Line flows were compared in different cases such as normal, normal with GWO, contingency with N-R power flow, and contingency with GWO in Table 7. From this table, it can be shown that the lines 1–2, 9–10, are overloaded under outage of lines 4–12. Congested lines are reduced to a significant value with the GWO method. The third column data Represents in Table 7 is the limit of power flows in the individual transmission line of the IEEE 30 Bus system. When these systems run using N-R Methos under normal conditions the fourth column shows the values of power flows in the individual line. column 5 of Table 7 shows the line flows in the individual transmission line by using the GWO algorithm. columns 7 and 8 show the line flows under line outage with and with the GWO algorithm as shown that the lines 1–2, 9–10, are overloaded under outage of lines 4–12. Congested lines are reduced to a significant value with the GWO method.
Table 7.
The contrast of line flows under lines 4–12 outage.

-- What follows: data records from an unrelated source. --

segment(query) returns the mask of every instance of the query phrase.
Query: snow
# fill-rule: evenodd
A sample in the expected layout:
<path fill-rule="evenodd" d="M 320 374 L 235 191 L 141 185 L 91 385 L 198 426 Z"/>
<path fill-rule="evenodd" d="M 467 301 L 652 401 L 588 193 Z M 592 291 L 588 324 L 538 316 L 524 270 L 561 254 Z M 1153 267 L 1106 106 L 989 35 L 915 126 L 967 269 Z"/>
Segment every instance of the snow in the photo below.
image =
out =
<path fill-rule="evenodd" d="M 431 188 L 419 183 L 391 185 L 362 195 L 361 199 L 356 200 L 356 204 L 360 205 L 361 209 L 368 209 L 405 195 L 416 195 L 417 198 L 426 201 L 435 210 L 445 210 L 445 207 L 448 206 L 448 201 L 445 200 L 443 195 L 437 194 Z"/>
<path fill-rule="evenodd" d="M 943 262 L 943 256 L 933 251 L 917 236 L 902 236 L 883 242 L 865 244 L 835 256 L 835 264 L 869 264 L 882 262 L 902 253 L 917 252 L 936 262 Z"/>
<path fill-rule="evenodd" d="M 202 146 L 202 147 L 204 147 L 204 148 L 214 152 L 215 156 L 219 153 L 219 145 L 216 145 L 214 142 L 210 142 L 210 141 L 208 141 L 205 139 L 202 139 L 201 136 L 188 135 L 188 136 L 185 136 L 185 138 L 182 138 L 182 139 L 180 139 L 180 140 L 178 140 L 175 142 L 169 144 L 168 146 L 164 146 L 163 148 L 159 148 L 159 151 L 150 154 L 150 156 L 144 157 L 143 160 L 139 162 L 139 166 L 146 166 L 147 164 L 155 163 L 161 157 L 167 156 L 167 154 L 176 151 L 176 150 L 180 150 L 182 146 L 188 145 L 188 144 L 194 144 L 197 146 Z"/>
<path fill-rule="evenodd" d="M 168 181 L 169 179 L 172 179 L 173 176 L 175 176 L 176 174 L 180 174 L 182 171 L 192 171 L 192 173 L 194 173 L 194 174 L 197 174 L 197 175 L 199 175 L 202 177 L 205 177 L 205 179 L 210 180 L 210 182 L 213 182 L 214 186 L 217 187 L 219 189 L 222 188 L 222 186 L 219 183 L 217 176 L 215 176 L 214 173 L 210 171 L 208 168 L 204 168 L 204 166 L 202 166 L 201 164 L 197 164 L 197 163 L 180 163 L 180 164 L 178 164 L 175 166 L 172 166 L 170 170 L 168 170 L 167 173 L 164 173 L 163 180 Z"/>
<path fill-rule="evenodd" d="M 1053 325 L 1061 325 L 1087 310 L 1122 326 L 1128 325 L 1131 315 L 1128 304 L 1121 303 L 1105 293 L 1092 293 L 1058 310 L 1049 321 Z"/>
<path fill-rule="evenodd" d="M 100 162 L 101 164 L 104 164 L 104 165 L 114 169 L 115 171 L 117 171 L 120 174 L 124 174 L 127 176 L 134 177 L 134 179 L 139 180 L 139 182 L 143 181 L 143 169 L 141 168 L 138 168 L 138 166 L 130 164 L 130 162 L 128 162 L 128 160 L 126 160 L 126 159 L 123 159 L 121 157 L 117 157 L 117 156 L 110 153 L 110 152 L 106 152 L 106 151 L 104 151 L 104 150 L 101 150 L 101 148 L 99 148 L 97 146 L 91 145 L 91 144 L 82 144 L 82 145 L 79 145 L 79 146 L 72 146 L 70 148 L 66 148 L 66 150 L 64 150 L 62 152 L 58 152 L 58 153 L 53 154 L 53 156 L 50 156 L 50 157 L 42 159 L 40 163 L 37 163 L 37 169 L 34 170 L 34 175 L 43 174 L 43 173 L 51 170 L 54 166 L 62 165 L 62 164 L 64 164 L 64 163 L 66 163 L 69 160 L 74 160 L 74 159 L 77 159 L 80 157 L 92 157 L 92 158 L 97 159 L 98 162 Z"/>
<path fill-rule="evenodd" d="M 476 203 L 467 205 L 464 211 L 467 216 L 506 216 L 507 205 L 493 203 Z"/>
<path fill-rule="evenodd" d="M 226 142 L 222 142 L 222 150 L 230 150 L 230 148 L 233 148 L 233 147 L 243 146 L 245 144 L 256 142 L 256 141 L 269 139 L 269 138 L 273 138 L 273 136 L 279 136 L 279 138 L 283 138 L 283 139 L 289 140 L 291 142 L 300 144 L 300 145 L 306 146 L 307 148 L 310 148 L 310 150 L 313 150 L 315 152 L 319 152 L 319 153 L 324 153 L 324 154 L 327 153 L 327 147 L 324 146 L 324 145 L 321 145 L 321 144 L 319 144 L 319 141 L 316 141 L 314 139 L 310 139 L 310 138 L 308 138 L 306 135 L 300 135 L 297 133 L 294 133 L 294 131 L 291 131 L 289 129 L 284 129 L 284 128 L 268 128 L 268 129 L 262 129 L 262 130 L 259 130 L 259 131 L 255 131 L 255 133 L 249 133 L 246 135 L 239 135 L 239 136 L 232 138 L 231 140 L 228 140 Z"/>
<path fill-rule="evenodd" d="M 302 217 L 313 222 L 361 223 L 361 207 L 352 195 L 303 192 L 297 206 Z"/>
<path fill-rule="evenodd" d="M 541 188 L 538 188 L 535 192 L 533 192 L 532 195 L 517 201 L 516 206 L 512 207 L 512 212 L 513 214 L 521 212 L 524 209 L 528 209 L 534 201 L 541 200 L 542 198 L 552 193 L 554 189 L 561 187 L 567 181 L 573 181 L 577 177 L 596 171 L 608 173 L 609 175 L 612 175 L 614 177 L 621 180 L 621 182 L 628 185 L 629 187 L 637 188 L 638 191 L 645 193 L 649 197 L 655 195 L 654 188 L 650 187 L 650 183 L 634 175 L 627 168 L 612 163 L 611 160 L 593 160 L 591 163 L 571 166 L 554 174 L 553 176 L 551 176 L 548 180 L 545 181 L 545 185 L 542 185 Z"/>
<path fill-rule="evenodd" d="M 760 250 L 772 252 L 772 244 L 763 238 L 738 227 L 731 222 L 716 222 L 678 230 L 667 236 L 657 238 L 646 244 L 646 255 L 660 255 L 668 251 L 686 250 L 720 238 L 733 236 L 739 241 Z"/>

Table 8 shows over-loaded lines under various line outages. Power flows are observed in the line during normal conditions are within the specified limits but power flows line 2–6, line 1–2, line 5–7, line 4–6 gets congested due to the contingency of line 2–5. Power flows in lines 2–6, line 1–2, line 5–7, line 4–6 before contingency are 125.147 MVA, 45.3089 MVA, 52.6063 MVA, 14.1723 MVA, respectively. During contingency, the respective lines are overloaded to 132.996 MVA, 91.331 MVA, 99.62 MVA, 71.761 MVA, respectively, after using the proposed GWO these values are reduced to 100.38 MVA, 79.3818 MVA, 83.31 MVA, and 67.8742 MVA nearer to their limits. Similarly, this phenomenon was observed in the remaining line outages of lines 3–4, line 4–12.
Table 8.
Optimal power flows for various objective functions for various severe contingencies.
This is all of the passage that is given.